Here are 10 things that I’ve been reading about or pondering heavily lately:

  1. SPARQL Interview Questions: It’s no secret that I am figuring out my life after Spotify and brushing up on my interview skills related to taxonomy and ontology. This useful summary of common SPARQL questions is really helpful.
  2. Semantics: Related to my SPARQL-y exploration, this is a thorough explanation of semantics as related to ontology.
  3. SHACL: Not to be outdone in the acronym department, the Shapes Constraint Language takes RDF and OWL to the next level by enabling data validation, rather than simply inferencing.
  4. Taxonomies: This thought provoking LinkedIn post by Mike Dillinger, PhD postulates that taxonomies are like “trying to connect data with duct tape.” Both the slides and the podcast episode are worth exploring. I am not sure I agree with all of this, but it is a well-considered analysis with relatable examples in the form of a dog taxonomy.
  5. Polyhierarchy: In this apt companion piece to the duct tape taxonomy concept is this article by Ahren E. Lehnert about how polyhierarchy can lead to the dissolution of meaning.
  6. LLM Hallucination Mitigation: For additional enlightening reading, try A Comprehensive Survey of Hallucination Mitigation Techniques in Large Language Models which includes an interesting taxonomy.

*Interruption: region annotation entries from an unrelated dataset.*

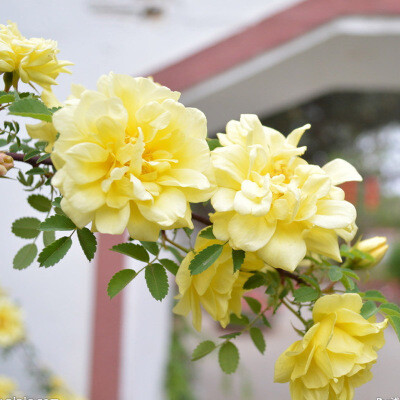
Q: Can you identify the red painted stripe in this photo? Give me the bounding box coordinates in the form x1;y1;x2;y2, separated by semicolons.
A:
90;235;124;400
150;0;400;90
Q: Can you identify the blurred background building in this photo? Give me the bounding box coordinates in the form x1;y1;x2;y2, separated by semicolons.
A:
0;0;400;400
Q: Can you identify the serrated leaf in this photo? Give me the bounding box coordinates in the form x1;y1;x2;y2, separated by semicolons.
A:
360;300;378;319
192;340;216;361
243;274;265;290
140;241;160;256
107;269;137;299
8;98;52;122
78;228;97;261
199;226;215;239
328;267;343;282
43;231;56;247
13;243;37;270
38;236;72;268
28;194;51;212
189;244;223;275
11;217;40;239
293;286;320;303
39;214;76;231
111;243;150;263
243;296;261;314
360;290;387;303
144;264;169;301
250;327;267;354
218;342;239;374
232;249;246;273
160;258;179;275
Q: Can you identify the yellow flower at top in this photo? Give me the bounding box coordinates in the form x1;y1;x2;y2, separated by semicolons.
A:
0;375;17;399
275;293;387;400
173;231;265;331
0;297;25;347
52;73;214;241
0;22;72;89
211;115;361;271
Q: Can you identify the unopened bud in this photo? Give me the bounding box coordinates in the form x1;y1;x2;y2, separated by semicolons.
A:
353;236;389;269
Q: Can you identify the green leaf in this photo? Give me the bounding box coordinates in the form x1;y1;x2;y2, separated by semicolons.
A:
140;241;160;256
360;300;378;319
111;243;150;263
192;340;216;361
189;244;223;275
8;98;52;122
78;228;97;261
360;290;387;303
107;269;137;299
328;266;343;282
199;226;215;239
250;327;267;354
388;315;400;340
43;231;56;247
243;296;261;314
144;264;169;301
13;243;37;270
293;286;320;303
39;214;76;231
232;249;246;273
243;274;265;290
38;236;72;268
218;342;239;374
28;194;51;212
160;258;179;275
11;217;40;239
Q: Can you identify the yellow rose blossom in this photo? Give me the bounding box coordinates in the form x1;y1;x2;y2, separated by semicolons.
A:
174;231;264;331
0;22;72;89
351;236;389;269
52;73;213;241
211;115;361;271
0;375;17;399
26;85;85;153
0;297;25;347
275;293;387;400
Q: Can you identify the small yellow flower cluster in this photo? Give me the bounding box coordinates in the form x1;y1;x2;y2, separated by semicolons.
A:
275;293;387;400
0;22;72;90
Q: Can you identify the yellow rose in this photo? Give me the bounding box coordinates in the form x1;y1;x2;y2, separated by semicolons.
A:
52;73;213;241
0;376;16;399
174;236;264;331
26;85;85;153
0;22;72;89
275;293;387;400
211;115;361;271
351;236;389;269
0;297;25;347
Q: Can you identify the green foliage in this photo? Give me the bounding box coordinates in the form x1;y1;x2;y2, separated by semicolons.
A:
38;236;72;268
232;249;246;272
250;326;267;354
189;244;223;275
39;214;76;231
218;342;239;374
111;243;150;263
192;340;216;361
28;194;51;212
107;269;137;299
13;243;37;270
144;264;169;301
77;228;97;261
11;217;40;239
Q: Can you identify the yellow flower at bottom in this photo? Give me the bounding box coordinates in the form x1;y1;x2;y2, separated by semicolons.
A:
0;376;16;399
0;297;25;347
174;236;264;331
275;293;387;400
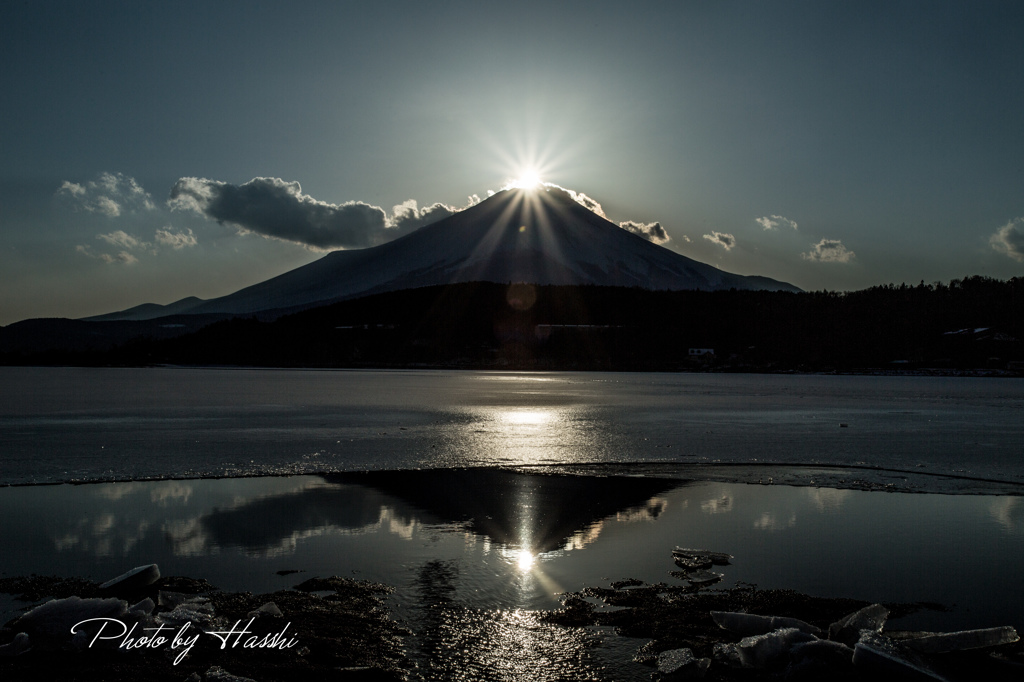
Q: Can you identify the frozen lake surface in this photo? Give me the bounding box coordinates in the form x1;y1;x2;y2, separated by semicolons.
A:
0;368;1024;680
0;368;1024;492
0;469;1024;680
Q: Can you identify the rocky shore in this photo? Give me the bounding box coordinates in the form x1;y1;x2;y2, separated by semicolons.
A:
0;561;1024;682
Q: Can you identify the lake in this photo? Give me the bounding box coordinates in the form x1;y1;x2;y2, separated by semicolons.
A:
0;368;1024;483
0;368;1024;679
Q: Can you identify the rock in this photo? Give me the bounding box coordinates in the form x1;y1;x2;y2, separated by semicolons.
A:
654;649;711;682
203;666;256;682
0;632;32;657
99;563;160;596
828;604;889;646
711;611;823;638
736;628;817;668
900;626;1020;653
853;632;947;682
15;597;128;648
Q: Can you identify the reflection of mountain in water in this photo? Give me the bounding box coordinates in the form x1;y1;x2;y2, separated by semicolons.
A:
184;485;434;552
331;469;680;552
193;469;680;552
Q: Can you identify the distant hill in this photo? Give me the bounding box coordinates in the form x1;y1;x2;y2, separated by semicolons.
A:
0;278;1024;375
89;186;800;321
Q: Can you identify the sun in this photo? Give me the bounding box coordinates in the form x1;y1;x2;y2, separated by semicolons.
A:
509;168;544;189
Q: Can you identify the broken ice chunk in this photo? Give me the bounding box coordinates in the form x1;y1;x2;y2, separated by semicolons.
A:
686;570;725;585
736;628;817;668
711;642;743;668
16;597;128;648
0;632;32;656
901;626;1020;653
790;639;853;675
157;597;213;628
672;547;734;566
853;632;947;682
828;604;889;646
206;666;256;682
711;611;823;638
128;597;157;615
249;601;284;617
672;555;714;570
654;649;711;682
99;563;160;596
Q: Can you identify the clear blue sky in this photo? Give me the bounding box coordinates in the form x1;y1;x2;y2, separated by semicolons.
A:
0;0;1024;324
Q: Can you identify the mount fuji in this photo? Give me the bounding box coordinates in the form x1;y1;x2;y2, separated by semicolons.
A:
88;185;800;321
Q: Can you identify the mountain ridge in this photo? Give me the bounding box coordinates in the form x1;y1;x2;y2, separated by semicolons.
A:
90;185;800;321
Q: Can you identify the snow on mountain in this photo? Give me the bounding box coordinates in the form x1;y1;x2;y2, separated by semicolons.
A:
96;186;799;319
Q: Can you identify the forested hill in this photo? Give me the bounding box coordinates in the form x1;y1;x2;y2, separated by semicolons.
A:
0;276;1024;372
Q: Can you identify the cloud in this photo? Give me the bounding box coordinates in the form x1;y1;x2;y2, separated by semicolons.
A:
544;182;607;218
703;230;736;251
754;215;798;230
988;218;1024;262
800;240;857;263
168;177;468;250
388;199;457;233
56;173;156;218
156;225;197;251
75;225;197;265
618;220;672;244
75;244;138;265
96;229;150;249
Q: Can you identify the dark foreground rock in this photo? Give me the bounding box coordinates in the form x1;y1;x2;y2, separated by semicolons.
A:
543;581;1024;682
0;577;408;682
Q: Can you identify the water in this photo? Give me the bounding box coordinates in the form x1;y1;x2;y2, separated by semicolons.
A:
0;470;1024;680
0;368;1024;680
0;368;1024;483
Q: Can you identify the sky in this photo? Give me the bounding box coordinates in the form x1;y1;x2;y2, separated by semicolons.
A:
0;0;1024;325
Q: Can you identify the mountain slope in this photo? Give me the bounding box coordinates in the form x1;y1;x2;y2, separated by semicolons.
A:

  7. Ontologist + LLM: Kurt Cagle brings us a detailed exploration of The Role of the Ontologist in the Age of LLMs. The good news is that “ChatGPT is surprisingly schema-aware concerning RDF, and schema.org,” but that ontologists are necessary as gardeners, pruning the RDF output of a generative AI assistant “to make the processing declarative and tokenized rather than imperative.”
  8. Pinterest Interest Taxonomy: A blast from the recent past (2020) is this excellent summation of the work by Pinterest to create an interest taxonomy using WebProtégé. For a deeper dive, try the Use of OWL and Semantic Web Technologies at Pinterest.
  9. DAM News Roundup: A fantastic source for news pertaining to digital asset management and related topics can be found here. I particularly 🩷 these 5 best practices for DAM by Rachel Edwards.
  10. Sound & Vision: Check out the blog about the British Library’s sound archive, aptly called Sound and Vision for a proper David Bowie commemoration. Companion piece – Bowie’s own reading list of his 75 favorite books.